# **Image Processing using Dynamic Partial Reconfiguration on Zynq 7020**

Shruti Karbhari

Electrical and Computer Engineering Department School of Engineering and Computer Science Oakland University, Rochester, MI e-mail: skarbhari@oakland.edu

*Abstract*—This project demonstrates the use of Dynamic Partial Reconfiguration in the Xilinx Zynq 7020 for image processing. The PCAP interface is used to selectively load two image processing modules – color space conversion (rgb2gray) or edge detection (2D convolution).

#### I. INTRODUCTION

Complex image processing algorithms are often resource-intensive when embedded in FPGAs or programmable logic. As a result, multiple algorithms may not fit in the resources available in a given device. If such algorithms don't need to reside in the PL at the same time, they can be selectively swapped in and out. This project demonstrates the Dynamic Partial Reconfiguration (DPR) methodology provided by Xilinx for the Zynq SOCs. These SOCs provide a PCAP interface to reconfigure portions of the Zynq PL. This interface can be controlled from the PS.

# II. SYSTEM OVERVIEW

The basic block diagram of the project is shown below.

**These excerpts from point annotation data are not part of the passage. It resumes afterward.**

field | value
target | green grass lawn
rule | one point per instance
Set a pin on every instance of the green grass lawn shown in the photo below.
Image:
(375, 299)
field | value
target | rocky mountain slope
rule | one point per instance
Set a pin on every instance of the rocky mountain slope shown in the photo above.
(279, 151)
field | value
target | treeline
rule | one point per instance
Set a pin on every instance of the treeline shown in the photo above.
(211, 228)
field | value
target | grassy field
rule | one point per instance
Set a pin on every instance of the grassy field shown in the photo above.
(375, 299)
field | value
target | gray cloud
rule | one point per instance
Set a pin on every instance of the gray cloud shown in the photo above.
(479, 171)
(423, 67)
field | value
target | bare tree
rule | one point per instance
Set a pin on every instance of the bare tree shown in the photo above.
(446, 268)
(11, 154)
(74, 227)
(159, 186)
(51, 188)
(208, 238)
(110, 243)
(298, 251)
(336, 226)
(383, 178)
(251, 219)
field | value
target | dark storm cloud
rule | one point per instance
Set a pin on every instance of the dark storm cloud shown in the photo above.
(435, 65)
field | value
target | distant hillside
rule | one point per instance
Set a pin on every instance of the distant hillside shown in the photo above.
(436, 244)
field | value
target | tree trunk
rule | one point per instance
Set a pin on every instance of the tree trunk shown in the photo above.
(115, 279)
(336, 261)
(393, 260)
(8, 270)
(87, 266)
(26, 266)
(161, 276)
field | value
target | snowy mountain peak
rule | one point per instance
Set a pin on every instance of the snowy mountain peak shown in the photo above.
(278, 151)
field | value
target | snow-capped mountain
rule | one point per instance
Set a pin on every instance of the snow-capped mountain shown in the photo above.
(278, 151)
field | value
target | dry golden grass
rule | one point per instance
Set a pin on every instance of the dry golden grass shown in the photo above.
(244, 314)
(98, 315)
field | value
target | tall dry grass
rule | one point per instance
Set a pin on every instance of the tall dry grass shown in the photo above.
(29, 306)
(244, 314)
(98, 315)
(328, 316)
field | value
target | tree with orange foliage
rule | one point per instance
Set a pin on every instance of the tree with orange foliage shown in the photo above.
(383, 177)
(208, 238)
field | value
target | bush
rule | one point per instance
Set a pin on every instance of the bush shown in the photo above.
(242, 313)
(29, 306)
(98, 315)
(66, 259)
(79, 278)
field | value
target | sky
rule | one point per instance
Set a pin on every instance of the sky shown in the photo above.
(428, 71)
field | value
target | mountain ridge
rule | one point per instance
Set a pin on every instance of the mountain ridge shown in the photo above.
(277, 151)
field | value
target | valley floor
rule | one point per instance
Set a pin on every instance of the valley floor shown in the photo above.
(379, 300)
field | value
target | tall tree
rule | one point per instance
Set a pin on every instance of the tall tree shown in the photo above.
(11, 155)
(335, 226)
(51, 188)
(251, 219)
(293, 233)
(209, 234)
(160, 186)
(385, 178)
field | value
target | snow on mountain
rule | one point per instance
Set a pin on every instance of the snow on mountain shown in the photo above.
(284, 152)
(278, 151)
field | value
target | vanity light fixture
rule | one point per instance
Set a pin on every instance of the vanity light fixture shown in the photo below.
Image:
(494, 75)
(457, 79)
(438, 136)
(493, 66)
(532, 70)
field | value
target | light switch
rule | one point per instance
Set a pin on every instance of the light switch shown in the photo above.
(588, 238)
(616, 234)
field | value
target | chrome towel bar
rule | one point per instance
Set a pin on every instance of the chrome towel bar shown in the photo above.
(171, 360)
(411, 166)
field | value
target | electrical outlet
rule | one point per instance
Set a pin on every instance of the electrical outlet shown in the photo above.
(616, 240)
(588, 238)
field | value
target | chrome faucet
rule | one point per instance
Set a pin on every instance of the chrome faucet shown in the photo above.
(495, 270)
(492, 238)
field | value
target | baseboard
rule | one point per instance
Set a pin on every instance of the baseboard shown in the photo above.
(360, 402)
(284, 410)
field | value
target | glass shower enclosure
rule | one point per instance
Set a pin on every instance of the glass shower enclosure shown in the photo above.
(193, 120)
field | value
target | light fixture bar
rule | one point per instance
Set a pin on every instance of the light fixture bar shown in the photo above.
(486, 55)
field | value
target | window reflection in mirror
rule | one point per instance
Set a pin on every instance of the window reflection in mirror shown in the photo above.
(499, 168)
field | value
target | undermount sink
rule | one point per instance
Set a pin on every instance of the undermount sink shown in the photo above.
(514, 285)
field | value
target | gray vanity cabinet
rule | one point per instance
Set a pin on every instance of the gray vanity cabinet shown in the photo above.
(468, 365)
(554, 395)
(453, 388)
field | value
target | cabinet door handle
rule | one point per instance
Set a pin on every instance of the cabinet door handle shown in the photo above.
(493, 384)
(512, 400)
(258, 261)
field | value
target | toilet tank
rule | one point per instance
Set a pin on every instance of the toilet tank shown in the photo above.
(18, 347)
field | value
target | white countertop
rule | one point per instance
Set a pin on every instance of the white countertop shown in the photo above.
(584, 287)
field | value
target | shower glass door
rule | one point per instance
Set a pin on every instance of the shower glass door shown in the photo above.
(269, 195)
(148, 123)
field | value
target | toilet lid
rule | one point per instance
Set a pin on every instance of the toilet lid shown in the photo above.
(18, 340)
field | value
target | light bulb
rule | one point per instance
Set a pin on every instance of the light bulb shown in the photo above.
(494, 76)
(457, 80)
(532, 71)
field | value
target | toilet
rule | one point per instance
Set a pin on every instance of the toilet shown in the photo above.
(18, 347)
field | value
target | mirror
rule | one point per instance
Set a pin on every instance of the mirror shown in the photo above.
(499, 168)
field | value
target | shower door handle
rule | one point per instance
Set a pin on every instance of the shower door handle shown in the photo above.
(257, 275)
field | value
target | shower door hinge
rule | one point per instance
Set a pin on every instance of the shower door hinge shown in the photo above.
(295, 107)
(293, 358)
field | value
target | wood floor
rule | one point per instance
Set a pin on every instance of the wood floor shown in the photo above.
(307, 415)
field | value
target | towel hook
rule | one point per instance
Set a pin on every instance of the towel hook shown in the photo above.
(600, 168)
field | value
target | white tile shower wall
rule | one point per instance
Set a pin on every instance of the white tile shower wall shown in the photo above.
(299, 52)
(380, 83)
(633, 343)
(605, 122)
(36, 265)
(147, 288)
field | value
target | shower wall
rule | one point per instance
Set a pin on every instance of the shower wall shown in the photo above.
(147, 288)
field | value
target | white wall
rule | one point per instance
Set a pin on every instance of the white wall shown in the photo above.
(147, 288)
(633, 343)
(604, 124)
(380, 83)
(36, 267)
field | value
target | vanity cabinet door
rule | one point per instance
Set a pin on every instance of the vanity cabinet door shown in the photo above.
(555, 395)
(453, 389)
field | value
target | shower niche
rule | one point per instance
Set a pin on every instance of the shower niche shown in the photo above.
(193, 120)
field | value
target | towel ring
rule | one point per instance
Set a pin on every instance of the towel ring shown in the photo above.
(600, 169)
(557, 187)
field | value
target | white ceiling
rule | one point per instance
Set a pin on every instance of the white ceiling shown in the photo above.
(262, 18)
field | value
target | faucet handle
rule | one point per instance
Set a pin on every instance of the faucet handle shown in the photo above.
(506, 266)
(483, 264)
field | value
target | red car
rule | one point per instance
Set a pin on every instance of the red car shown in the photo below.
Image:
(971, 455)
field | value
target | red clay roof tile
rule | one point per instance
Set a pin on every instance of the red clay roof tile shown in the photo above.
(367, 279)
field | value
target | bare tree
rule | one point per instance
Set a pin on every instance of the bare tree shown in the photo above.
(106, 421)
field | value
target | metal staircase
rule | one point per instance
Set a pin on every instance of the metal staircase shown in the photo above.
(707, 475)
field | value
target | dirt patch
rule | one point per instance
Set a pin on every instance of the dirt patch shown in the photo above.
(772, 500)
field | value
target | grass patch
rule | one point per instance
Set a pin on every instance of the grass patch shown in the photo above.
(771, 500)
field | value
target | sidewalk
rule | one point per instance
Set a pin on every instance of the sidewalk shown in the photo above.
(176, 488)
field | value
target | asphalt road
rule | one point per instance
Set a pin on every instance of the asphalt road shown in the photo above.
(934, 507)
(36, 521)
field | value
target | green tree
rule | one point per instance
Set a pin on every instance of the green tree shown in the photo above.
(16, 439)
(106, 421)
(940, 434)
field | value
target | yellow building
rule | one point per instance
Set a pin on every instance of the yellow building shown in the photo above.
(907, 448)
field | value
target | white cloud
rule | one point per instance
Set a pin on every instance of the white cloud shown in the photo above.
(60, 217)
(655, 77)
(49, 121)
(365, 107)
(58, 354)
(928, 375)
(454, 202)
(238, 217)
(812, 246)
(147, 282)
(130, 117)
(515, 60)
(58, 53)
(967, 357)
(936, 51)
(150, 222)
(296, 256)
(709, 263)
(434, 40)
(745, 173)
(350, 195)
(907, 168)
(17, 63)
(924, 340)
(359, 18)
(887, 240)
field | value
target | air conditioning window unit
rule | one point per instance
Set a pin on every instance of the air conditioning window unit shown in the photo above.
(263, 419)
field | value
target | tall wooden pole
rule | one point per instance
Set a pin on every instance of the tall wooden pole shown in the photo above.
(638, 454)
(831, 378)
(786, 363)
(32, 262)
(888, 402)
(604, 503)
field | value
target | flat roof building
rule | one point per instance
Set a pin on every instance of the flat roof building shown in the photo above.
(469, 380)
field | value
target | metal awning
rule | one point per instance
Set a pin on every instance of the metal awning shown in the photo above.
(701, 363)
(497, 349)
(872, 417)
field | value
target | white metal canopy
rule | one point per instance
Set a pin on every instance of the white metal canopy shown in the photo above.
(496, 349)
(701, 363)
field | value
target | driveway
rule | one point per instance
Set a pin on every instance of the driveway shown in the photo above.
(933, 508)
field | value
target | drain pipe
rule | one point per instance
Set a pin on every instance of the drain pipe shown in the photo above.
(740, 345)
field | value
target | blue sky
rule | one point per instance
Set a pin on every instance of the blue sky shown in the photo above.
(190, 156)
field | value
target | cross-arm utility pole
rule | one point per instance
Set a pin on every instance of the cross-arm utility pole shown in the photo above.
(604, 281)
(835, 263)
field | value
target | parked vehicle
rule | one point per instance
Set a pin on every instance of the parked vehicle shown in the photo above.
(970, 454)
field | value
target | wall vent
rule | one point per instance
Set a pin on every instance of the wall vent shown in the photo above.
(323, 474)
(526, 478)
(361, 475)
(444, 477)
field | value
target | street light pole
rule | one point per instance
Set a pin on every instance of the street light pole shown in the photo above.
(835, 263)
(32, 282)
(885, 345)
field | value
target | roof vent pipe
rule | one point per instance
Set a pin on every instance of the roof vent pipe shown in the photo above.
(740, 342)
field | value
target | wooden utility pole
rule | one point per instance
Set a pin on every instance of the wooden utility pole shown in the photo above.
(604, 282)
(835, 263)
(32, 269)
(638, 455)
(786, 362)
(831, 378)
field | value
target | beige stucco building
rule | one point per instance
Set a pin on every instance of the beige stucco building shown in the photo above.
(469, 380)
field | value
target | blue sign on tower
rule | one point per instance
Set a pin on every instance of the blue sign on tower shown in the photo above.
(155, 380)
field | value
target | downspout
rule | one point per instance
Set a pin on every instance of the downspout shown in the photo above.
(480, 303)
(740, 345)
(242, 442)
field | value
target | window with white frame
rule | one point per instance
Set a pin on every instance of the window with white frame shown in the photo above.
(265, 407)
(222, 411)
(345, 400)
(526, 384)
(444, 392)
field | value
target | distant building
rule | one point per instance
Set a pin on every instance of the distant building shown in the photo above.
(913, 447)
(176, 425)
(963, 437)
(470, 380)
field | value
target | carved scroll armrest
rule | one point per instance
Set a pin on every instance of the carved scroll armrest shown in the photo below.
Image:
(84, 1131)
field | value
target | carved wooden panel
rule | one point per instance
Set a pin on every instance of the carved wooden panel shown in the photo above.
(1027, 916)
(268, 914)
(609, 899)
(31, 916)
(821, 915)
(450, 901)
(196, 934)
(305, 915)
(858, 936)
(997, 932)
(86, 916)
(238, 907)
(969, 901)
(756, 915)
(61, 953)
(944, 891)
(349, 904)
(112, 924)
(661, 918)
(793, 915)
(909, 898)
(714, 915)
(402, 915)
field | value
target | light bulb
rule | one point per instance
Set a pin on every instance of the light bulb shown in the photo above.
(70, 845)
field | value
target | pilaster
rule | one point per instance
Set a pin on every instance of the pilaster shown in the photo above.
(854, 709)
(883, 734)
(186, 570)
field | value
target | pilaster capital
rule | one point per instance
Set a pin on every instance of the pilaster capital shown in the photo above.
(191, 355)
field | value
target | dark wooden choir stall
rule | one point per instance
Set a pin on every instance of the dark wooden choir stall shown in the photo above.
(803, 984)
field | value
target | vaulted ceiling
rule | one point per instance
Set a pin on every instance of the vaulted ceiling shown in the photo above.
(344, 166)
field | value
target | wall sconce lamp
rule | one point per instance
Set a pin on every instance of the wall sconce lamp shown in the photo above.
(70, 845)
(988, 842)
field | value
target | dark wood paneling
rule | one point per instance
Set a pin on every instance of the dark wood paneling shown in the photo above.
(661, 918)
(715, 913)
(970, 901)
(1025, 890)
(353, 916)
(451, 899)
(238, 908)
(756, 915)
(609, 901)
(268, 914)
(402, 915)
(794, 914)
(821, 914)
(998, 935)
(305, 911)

The project outline is as follows:

- 1. An input image of size 256x256 and format RGB888 is stored in the SD card. The PS reads it from the SD card into the DDR using the xilffs library.
- 2. The image data is transferred by the PS from DDR to the PL over an AXI-full slave interface. This interface is also used to transfer the image from the PL to the DDR.
- 3. The input sync generator FSM generates the frame valid, line valid and data valid sync signals based on the iFIFO status signals.
- 4. The output FSM also controls the data being written into the oFIFO.
- 5. The image processing reconfigurable partition contains two reconfigurable modules. Each of these modules implement an image processing algorithm. Both algorithms use the same input interface and the same output interface. Hence the control FSM does not need to be in the RP.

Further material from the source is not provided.